Tennessee County Criminal Records

Tennessee county criminal records are still local records first. A statewide search can help you confirm that a case exists, but the real file usually sits with a county clerk, criminal court clerk, general sessions office, or sheriff. Use this county index when you already know where the case started, where the arrest happened, or which courthouse handled the matter. Each county page on this site explains the local record path, the office that keeps the case file, the sheriff or jail side of the search, and the Tennessee resources that support county-level criminal records work.

Search Public Records

Sponsored Results

Tennessee County Criminal Records Quick Facts

95 County Pages
Clerk Main Court File
Sheriff Arrest Side
Portal + Office Best Search Mix

Tennessee County Criminal Records Search

Most Tennessee county criminal records searches work best in two steps. First, use a public court search to confirm the county, court level, or case number. Then move to the county office that keeps the full file. That second step matters because the statewide portal is often just a locator. The county clerk still holds the pleadings, judgments, minute entries, and certified copies that people usually need.

The county pages in this directory are built for that local step. Some counties rely heavily on courthouse searches and walk-in requests. Others have stronger online systems, local portals, or public access terminals. Those differences matter. A Maryville search does not work the same way as a Camden search, and a county with a separate criminal court clerk can have a different route than a county where the circuit clerk handles everything.

The Tennessee Courts portal is the statewide source that supports almost every county criminal records search on this site.

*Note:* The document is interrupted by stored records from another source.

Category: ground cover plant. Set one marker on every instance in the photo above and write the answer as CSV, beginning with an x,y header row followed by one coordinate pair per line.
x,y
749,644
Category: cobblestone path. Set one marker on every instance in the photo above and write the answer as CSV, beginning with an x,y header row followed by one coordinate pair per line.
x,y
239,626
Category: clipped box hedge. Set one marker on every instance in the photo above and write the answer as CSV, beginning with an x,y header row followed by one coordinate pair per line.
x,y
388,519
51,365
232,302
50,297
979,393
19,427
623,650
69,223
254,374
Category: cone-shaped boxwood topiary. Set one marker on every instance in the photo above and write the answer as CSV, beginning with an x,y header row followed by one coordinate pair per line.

Tennessee county criminal records search on the state courts website

This state image belongs here because county searches often begin online and then narrow into the local courthouse that keeps the actual record.

County Criminal Records Offices

Tennessee county criminal records are often split between more than one office. Circuit court clerks commonly hold felony files, general sessions records, traffic cases, and some appeal paperwork. In larger counties, a separate criminal court clerk may manage the main criminal docket. Sheriff offices usually keep incident reports, arrest records, inmate data, and warrant information. A city police department may add the first report that led to the county case.

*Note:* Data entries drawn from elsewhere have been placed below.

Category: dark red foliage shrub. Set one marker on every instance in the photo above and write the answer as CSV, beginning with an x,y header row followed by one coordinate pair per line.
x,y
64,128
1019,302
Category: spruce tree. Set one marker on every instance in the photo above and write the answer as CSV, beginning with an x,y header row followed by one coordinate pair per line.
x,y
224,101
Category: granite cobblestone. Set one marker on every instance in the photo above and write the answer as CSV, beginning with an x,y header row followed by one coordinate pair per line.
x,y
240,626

That split is why each county page on this site names the courthouse, the clerk, the sheriff, and any useful city overlap. If you only search one office, you can miss a key part of the record trail. The county pages help you line up the local offices in the right order instead of guessing your way through Tennessee criminal records.

  • Circuit or criminal court clerk for the court file
  • General sessions office for lower-level case history
  • Sheriff for arrest, jail, and warrant-side records
  • City police when the incident began inside municipal limits
  • State portal when you need a fast name or case lookup

Tennessee County Records Access Rules

County pages on this site also point back to the Tennessee access rules that shape local criminal records requests. T.C.A. § 10-7-503 is the main inspection rule, and it gives records custodians a limited response window. T.C.A. § 10-7-504 explains the confidentiality side, which matters when a sheriff report is still tied to an active investigation or a court record contains protected details.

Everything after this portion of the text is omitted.